Book Review: The Sea of Tranquility by Katja Millay

Synopsis: I live in a world without magic or miracles. A place where there are no clairvoyants or
shapeshifters, no angels or superhuman boys to save you. A place where people die and music disintegrates and things suck. I am pressed so hard against the earth by the weight of reality that some days I wonder how I am still able to lift my feet to walk.

Pages: 448

Rating: 10/10

The long and short of it: Don't let the possibly misleading title put you off, because this is a stunning book about lost and broken souls relearning how to love again. A definite new favourite!
The Sea of Tranquility

It's not often you come across a book quite like TSoT. For a number of reasons. One of them being that the title itself belies what is inside. If you were looking for a scifi-y, supernatural-esque YA novel... well this is distinctly not it.

There are really many things that this book is not but one thing it is, is a book that hooks into your heartstrings and hangs around playing a melancholy but hopeful theme long after you've put it down.

TSoT is a story told from two alternating points of view: Nastya and Josh. Nastya is the new girl in school, while Josh is the brooding outsider. That description does these two characters no justice whatsoever though.

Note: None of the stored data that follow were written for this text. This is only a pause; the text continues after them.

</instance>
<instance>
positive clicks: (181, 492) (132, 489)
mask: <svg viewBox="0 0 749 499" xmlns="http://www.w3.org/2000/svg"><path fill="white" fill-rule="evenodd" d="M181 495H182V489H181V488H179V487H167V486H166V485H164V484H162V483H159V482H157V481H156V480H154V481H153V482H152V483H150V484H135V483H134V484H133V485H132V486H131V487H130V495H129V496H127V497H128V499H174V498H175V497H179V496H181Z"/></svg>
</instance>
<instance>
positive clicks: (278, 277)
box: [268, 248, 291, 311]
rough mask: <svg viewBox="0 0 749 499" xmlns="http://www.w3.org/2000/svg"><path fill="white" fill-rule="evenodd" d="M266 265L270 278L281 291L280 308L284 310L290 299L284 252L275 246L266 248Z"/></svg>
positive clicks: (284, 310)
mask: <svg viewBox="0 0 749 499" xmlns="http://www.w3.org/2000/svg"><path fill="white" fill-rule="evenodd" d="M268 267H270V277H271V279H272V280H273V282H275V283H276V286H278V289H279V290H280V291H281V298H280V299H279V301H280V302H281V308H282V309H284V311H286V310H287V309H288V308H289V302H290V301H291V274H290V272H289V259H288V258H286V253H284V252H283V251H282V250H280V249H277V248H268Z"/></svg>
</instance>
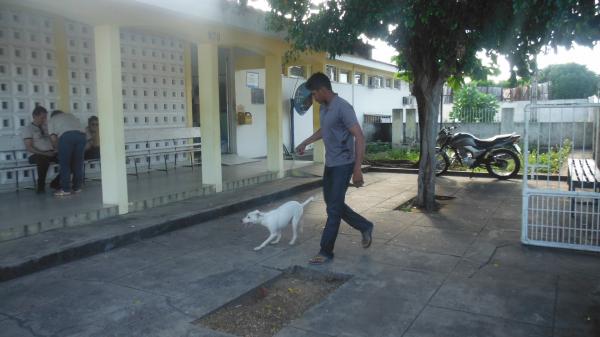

From the outset, Nastya is like a closed book despite being written in a first person voice. She is stand-offish in her own mind let alone in person. Coupled with her provocative style of dress, you'd be forgiven for giving her a wide berth if you ever saw her in the street! From the opening chapter you get thrown head first into murky waters which leave you with absolutely no bearings, although you know something bad has happened. What that bad thing is, you can only speculate as, through most of the story, Nastya only drops little hints as to what exactly brought her to be how she is now - mute.

And the fact that she is mute only becomes apparently partway into the book!

Josh, on the other hand, initially comes across as one of those people who think themselves above everybody else, who likes to exude disinterest. Cynical, loner, sullen... you know the type. It becomes obvious that Josh likes to create the illusion of that guy, while actually Josh is something quite different. Josh has an innate sweetness tempered by loss and loneliness. There were several moments where I just wanted to give Josh a bear hug.

The character development of both of these protagonists is beautifully done. Nastya's mutism giving way to speaking again, while Josh learns to trust someone else with his heart after it has been battered time and again by death. The struggle they both go through to realise that neither of them could be fixed or fix each other... character development at its finest!

I have to admit though that neither of the protagonists are my favourite. Even if Josh is rather dreamy...
oops sorry, got distracted there. Umm... anyway. My favourite character has to be Drew, Josh's best friend. Drew is a out-and-out jock with a heart made of solid gold. He flirts outrageously with Nastya, making for many humourous moments. For Josh, he is quite simply family. Nothing Josh could ever do would cause Drew to leave, and Drew's own family provides Josh with a surrogate family whether he likes it or not.

While Drew often provides the comic relief, he is a rock for both Josh and Nastya. And it is completely possible that I might love him too.

Aside from the wonderful characters, the writing in general is stunning. The dialogue is perfectly pitched, witty and snappy, or heartfelt, or heart-wrenching.
It's my fault. I never should have thought it was okay to love her.
The protagonists' voices were distinct, leaving no doubt as to who was telling the story. The slow burn of the relationship between Josh and Nastya is perfectly paced too. Nothing felt too slow or too rushed. It felt completely right that they went at the pace they went. In fact, when they did rush into things, I instantly knew it was too soon.

The story does deal with some tough stuff, but nothing ever felt heavy handed or that there should be some moral to be taken away from it. But at the same time, it is not handled in a blasé way.
They tell you it's random to make you feel blameless. But all I hear them telling me is I have no control, and if I have no control, then I'm powerless. I would have preferred being blamed.
I sometimes feel that stories that deal with the fallout of attacks can become clichéd but I can safely say that there is nothing cliché about TSoT. With TSoT, the trickle of information about the event keeps you guessing right up until it is revealed. I personally had a few different theories at various points. It felt like a murder mystery in a way. I loved that about this book!

The hype this book has been getting is fully justified. I could probably chat about it all night... but I won't. I am very excited to see more from Katja Millay.

I'd love to hear what you thought of TSoT below in the comments. It is definitely a new favourite of mine and I think I'm going to recommend it to anyone who'll listen!